L’exemple des Etats-Unis

C’est pour éviter le développement de ces périodes de « chômage temporaire » que les Etats-Unis ont institué un système de bonus-malus sur les cotisations des employeurs en fonction de la durée des contrats qu’ils offrent. Et de fait, grâce à ce système, les Etats-Unis ne sont pas confrontés à un accroissement du chômage temporaire, contrairement à ce qui se passe en France. La mobilisation d’une partie du patronat français qui bénéficie du développement des CDD de courte durée a bloqué la mise en place d’un tel système en France.
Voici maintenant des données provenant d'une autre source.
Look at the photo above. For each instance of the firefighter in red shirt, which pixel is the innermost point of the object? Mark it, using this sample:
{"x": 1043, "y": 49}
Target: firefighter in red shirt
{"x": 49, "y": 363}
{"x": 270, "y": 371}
La réforme de l’assurance-chômage ne prévoit en effet de l’instituer de façon embryonnaire que dans un nombre limité de secteurs. ‬‬‬‬ De même, en France, plusieurs travaux récents de Laura Khouri documentent comment les entreprises et les salariés prennent en compte les paramètres de l’assurance-chômage pour déterminer les durées d’emplois. Laura Khouri et ses coauteurs montrent notamment que la baisse du seuil d’éligibilité de 6 à 4 mois de travail pour ouvrir des droits à l’indemnisation instituée en 2009 a diminué la durée des contrats de travail et accru les transitions dans le chômage.